Utrecht University withdraws doctoral degree granted in 2008
The Board for the Conferral of Doctoral Degrees (BCDD) of Utrecht University has assessed that a doctoral thesis dating back to 2008 does not meet important principles of academic integrity, such as diligence and accuracy, reliability and verifiability, and replication. The cases of negligence are of such scale and culpability that the doctoral thesis does not suffice as a test of competence to enter the profession. This means that the doctoral degree was unjustifiably granted. The BCDD has therefore withdrawn the granted degree.
It involves a PhD defence by an external PhD Candidate in 2008. Complaints have been filed with Utrecht University about the articles that make up the doctoral thesis, which have been assessed by the Committee for Research Integrity (CRI) of the university. These include complaints about the used data. The Committee has validated the complaints. Based on this, the Executive Board of the university decided to present the case to the Board for the Conferral of Doctoral Degrees. This body is responsible for matters involving academic PhD defences, and is formed by the Deans of the faculties and the Rector Magnificus.
Articles retracted
Various chapters in the dissertation consist of articles which have been published in academic journals. At the time of the assessment by the CRI (in May of 2022), journal editorial boards were already aware of problems in five of these articles and have already taken action based on their own investigations: two articles have been retracted, two articles have received an Expression of Concern and one article has received an Editor’s Note of Concern. The journals in which the four remaining articles were published will be informed about the withdrawing of the degree.
Promotion bonus refunded
Rector Magnificus Henk Kummeling states that the issue has been thoroughly investigated and that the university wants to learn from this case. “First of all, UU has of course decided to return the Promotion bonus of 93,060 euros granted in 2008. We have also asked ourselves how this could have happened. Why did the supervisor and the Doctoral Examination Committee not notice this? And could something similar still happen today?”

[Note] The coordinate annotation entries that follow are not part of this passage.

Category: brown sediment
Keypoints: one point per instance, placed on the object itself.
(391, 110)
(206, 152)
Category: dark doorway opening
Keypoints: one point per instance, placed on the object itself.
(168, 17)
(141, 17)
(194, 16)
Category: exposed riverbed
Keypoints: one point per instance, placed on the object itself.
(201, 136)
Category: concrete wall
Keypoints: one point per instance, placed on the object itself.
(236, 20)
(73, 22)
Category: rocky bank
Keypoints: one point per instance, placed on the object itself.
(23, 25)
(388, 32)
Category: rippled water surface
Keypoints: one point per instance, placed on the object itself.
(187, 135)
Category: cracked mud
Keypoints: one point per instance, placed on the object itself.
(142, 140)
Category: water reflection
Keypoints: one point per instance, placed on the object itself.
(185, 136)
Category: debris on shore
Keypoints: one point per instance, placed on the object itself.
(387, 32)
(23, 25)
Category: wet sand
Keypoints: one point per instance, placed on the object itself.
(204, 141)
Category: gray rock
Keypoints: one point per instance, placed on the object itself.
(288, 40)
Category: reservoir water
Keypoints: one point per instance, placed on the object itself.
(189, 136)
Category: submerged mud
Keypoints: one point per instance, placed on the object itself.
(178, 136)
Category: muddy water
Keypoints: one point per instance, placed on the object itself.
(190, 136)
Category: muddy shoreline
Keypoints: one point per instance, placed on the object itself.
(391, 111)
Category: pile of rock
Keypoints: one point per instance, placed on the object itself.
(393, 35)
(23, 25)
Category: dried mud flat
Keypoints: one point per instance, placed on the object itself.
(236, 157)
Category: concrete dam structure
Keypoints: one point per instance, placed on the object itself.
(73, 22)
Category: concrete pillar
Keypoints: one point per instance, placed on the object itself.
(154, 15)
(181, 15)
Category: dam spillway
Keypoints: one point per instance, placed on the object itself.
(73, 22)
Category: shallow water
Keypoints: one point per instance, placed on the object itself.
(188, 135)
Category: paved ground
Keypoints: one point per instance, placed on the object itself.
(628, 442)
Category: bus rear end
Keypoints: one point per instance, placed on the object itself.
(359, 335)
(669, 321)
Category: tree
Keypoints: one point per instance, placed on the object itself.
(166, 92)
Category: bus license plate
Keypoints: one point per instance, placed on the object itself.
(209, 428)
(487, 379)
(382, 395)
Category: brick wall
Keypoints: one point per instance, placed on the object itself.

Rules tightened since 2008
At the time it was possible for an external PhD Candidate to obtain a PhD at UU, based on data obtained elsewhere and on a series of articles in peer-reviewed journals, without much involvement of the (co-)promoter(s) in the writing of the articles. This is no longer the case. Registration of PhD candidates has to take place at least three years before completing the doctoral programme, so they will follow an Utrecht track with the corresponding quality monitoring and training. At the start of a doctoral programme, agreements are documented on education and supervision, the monitoring of the progress, and the composition of the supervision team, in which the so-called ‘four-eyes principle‘ is used. There is also a go/no-go moment one year after the start of a PhD trajectory where progress is evaluated.
Strict enforcement
Henk Kummeling says: “We don't want these kinds of flawed dissertations. Not in any field. That's why we as the Board for the Conferral of Doctoral Degrees have made this exceptional decision about the doctoral thesis from 2008. Furthermore, we as the Board for the Conferral of Doctoral Degrees, with all Deans, have assessed and declared how crucial it is to strictly enforce the current rules.”